What did the Matrix study consist of? Essentially, group meetings during the first four months (4-6 hrs/wk) and then twice weekly AA meetings.
Quite frankly, crystal meth is not physically addictive; users are prone to psychological dependence. There is no withdrawal as there is with alcohol or heroin. Essentially, when you want to stop, you simply stop. You don't even need help in the sense of hospitalization as you do for these other drugs, because stopping is not physically dangerous, as it is with really addicting drugs. The entire notion of a "War on Meth" is ridiculous. But note how it's been used to expand the powers of the Patriot Act...
The U.S. Congress recently added a provision to the USA Patriot Act, the “Combat Meth Act,” that requires stores to keep pseudoephedrine products locked behind counters and customers purchasing these products to present identification and register their purchase complete with a signature. Americans suffer from over one billion colds each year, according to the National Institute of Health. A government “watch list” of cold and allergy sufferers is a senseless waste of resources and an unwarranted infringement on privacy.
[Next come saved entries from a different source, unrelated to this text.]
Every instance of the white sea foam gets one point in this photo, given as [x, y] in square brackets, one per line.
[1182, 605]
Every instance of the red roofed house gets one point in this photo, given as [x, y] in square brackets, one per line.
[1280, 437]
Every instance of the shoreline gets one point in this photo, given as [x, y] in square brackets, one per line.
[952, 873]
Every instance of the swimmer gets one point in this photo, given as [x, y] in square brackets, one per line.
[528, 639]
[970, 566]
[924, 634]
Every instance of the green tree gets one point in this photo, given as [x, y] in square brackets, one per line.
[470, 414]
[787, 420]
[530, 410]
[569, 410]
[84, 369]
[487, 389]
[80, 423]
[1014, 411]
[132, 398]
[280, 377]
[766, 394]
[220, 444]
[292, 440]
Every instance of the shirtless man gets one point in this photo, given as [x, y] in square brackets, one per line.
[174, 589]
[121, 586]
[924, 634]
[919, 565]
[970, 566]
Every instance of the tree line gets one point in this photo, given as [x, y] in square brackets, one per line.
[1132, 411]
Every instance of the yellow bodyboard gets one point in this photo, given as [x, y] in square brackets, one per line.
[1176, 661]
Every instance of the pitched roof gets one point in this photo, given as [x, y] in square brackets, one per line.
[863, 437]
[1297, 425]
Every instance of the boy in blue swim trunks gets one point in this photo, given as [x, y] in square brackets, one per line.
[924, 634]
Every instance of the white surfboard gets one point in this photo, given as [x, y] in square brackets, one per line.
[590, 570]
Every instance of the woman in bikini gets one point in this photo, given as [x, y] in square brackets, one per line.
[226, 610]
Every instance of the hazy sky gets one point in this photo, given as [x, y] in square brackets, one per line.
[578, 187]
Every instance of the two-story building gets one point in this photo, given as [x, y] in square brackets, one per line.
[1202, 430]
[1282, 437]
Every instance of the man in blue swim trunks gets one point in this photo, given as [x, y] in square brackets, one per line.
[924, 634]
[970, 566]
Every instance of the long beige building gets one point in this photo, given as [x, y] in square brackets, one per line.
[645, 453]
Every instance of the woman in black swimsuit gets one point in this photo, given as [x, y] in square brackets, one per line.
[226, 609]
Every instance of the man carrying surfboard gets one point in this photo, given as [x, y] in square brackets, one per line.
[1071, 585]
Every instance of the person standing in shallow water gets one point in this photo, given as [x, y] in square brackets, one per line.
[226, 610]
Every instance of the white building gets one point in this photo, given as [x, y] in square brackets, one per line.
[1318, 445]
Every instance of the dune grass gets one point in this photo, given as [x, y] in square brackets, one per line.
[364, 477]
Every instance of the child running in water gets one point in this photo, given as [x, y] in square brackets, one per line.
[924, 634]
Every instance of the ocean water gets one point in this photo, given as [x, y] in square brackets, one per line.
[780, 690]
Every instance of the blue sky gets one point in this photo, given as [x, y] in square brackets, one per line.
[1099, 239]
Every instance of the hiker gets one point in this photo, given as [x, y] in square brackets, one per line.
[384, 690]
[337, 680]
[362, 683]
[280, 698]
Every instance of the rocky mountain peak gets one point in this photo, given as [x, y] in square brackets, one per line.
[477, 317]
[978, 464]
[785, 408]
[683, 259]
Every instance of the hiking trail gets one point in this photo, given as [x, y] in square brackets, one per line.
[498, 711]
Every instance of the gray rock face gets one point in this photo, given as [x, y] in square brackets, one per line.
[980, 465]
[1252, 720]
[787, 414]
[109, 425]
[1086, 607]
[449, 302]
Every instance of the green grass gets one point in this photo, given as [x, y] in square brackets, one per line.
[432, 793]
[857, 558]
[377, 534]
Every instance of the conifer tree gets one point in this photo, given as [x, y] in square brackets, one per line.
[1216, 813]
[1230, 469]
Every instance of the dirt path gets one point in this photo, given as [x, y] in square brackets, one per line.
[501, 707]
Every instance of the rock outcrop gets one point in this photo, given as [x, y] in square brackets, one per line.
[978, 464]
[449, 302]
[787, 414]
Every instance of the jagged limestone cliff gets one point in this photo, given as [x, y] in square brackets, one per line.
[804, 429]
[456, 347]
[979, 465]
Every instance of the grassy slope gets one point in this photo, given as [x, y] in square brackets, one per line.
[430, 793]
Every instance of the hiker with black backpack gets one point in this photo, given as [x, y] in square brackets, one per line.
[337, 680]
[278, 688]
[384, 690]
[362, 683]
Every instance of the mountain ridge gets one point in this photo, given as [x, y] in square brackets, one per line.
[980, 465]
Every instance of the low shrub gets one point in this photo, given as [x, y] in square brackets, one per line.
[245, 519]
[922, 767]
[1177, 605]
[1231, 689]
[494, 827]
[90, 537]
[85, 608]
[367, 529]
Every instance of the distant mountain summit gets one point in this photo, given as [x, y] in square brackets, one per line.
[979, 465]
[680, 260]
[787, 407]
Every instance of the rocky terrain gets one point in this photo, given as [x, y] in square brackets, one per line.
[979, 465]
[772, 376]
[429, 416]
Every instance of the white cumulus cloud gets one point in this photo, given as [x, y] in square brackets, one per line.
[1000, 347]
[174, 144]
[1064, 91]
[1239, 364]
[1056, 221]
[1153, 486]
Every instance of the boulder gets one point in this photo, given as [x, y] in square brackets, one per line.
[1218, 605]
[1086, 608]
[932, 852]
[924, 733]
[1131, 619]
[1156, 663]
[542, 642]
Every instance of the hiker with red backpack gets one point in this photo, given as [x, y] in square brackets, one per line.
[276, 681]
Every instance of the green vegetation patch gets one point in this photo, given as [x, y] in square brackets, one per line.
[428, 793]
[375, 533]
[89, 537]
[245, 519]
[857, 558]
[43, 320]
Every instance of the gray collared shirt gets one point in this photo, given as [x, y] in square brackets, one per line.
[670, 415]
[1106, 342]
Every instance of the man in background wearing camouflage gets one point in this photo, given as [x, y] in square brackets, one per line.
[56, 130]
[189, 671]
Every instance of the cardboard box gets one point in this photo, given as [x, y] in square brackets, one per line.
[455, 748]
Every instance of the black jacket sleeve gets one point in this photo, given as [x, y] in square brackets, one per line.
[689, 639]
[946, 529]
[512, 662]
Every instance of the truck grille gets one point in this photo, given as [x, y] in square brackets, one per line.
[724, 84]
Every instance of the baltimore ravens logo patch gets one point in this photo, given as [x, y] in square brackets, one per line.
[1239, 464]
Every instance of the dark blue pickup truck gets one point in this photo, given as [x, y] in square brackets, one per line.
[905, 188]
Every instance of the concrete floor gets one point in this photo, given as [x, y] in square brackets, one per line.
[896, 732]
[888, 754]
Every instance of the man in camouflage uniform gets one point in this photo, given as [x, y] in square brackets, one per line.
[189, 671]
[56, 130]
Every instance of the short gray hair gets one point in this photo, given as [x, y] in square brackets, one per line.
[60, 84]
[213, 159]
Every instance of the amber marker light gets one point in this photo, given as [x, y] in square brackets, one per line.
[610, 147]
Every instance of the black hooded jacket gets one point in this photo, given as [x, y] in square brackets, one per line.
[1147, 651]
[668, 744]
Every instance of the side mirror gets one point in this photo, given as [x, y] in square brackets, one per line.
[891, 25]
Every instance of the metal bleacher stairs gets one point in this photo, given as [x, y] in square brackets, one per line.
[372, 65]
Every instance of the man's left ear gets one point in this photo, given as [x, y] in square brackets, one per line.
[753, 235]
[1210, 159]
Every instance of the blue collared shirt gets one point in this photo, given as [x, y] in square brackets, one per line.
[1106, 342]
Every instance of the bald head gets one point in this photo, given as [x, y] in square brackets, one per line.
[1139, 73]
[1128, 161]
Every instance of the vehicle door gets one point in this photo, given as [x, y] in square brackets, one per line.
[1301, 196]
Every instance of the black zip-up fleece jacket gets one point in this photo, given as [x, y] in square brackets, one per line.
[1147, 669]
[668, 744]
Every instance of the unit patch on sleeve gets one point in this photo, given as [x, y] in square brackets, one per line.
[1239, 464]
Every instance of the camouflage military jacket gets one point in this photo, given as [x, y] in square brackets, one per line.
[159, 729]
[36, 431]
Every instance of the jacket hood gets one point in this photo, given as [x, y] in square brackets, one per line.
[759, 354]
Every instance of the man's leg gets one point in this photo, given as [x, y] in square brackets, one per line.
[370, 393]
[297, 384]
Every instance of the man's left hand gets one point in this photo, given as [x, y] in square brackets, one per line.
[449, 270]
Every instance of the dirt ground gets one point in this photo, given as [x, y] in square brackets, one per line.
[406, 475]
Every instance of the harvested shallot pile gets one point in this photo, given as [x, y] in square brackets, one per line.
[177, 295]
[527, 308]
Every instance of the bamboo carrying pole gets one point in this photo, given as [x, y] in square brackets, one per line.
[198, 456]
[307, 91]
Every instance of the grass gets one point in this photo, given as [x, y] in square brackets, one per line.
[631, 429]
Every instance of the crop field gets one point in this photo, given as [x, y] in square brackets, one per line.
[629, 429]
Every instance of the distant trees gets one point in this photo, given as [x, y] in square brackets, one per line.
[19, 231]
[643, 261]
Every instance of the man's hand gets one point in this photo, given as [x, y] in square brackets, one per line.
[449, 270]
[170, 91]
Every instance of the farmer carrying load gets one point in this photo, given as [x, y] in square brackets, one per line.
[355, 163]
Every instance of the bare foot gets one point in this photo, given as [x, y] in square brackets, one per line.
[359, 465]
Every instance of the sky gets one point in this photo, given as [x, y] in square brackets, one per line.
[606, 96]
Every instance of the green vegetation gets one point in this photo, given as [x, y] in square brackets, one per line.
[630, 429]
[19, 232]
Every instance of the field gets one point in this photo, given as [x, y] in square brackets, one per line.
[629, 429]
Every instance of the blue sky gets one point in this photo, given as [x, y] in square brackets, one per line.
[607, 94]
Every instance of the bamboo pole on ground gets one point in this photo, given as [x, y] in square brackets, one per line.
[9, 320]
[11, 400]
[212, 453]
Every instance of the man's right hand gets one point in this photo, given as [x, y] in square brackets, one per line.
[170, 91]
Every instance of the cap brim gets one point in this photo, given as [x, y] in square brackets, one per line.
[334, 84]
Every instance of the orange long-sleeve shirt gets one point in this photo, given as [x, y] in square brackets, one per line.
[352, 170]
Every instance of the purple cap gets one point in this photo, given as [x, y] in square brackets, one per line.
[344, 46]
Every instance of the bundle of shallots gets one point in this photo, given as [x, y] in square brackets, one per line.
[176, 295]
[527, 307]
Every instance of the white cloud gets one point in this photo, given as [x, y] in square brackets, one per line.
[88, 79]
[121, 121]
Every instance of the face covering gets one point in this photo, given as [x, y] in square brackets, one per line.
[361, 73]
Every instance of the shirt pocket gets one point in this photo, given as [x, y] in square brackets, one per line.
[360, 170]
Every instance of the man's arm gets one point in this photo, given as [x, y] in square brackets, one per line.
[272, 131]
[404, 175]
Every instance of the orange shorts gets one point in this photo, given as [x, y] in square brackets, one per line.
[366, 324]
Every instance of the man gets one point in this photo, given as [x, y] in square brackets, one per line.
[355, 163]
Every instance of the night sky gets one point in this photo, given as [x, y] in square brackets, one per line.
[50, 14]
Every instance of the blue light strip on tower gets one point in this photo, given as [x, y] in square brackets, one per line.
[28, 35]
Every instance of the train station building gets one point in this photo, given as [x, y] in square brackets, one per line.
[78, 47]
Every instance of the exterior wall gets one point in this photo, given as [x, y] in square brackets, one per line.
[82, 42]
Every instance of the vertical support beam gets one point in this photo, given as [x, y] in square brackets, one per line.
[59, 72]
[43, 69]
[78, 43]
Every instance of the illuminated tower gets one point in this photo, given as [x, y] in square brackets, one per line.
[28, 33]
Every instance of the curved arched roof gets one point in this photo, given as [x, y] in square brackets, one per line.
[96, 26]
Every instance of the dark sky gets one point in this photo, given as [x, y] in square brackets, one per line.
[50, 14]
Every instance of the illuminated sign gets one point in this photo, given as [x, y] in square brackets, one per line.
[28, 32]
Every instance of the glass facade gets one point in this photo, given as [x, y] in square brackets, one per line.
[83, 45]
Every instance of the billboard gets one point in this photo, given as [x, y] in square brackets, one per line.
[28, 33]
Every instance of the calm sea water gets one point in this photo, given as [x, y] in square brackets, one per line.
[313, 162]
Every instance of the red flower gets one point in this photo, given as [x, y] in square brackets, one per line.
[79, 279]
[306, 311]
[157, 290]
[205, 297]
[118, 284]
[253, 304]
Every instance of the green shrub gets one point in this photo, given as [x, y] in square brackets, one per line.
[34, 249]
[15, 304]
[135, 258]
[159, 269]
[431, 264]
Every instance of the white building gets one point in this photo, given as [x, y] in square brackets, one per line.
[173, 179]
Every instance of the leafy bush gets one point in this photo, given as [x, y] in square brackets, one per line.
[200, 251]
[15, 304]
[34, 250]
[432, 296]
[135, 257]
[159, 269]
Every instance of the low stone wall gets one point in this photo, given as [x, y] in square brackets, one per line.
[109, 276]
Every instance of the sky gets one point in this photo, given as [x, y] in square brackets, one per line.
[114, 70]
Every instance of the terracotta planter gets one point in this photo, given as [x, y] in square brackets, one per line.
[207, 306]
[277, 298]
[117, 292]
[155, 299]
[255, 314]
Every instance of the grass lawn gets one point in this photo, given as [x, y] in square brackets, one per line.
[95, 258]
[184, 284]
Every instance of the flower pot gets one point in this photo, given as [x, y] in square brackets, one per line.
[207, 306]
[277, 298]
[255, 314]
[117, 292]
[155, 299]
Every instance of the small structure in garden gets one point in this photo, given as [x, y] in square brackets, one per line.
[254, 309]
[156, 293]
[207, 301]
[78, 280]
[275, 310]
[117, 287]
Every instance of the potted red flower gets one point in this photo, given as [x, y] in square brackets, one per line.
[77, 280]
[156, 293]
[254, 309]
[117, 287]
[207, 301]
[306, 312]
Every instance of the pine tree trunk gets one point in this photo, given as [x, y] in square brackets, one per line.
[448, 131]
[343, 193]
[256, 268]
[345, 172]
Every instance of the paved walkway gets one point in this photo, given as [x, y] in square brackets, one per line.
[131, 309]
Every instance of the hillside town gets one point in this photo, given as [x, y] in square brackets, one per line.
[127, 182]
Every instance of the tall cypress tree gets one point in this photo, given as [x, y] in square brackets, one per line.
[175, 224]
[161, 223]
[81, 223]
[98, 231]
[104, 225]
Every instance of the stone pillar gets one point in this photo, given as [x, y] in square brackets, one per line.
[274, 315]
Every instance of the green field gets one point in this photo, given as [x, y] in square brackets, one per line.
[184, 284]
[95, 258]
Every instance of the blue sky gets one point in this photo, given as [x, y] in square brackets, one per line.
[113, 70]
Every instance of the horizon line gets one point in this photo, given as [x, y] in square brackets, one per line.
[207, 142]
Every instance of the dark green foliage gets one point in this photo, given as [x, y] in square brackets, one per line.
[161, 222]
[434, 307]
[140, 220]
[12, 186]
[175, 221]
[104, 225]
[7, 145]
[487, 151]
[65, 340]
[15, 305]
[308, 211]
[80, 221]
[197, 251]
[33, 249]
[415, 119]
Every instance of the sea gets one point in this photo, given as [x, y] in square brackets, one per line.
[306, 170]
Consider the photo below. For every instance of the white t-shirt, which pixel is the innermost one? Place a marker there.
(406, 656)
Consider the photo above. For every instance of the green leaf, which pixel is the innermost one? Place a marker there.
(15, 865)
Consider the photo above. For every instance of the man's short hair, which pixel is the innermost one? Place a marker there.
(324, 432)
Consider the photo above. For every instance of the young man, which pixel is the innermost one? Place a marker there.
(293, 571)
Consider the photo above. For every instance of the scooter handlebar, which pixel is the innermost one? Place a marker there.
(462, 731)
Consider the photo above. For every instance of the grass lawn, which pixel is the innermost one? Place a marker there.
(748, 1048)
Meth use during the past four years has either declined or stayed flat, according to two major national drug-use studies. The National Survey on Drug Use and Health shows that meth use did not increase at all from 2002 through 2004, the last year for which there is data. The University of Michigan's Monitoring the Future Study, which examines drug use among youth, actually shows a decline in meth use among high-school students from 1999 to 2005.
Approximately 600,000 Americans, representing less than 0.2 percent of the population, reported using meth in the past month, according to the most recent National Survey on Drug Use and Health. In comparison, more than 120 million Americans, representing more than 50 percent of the population, reported using alcohol in the past month.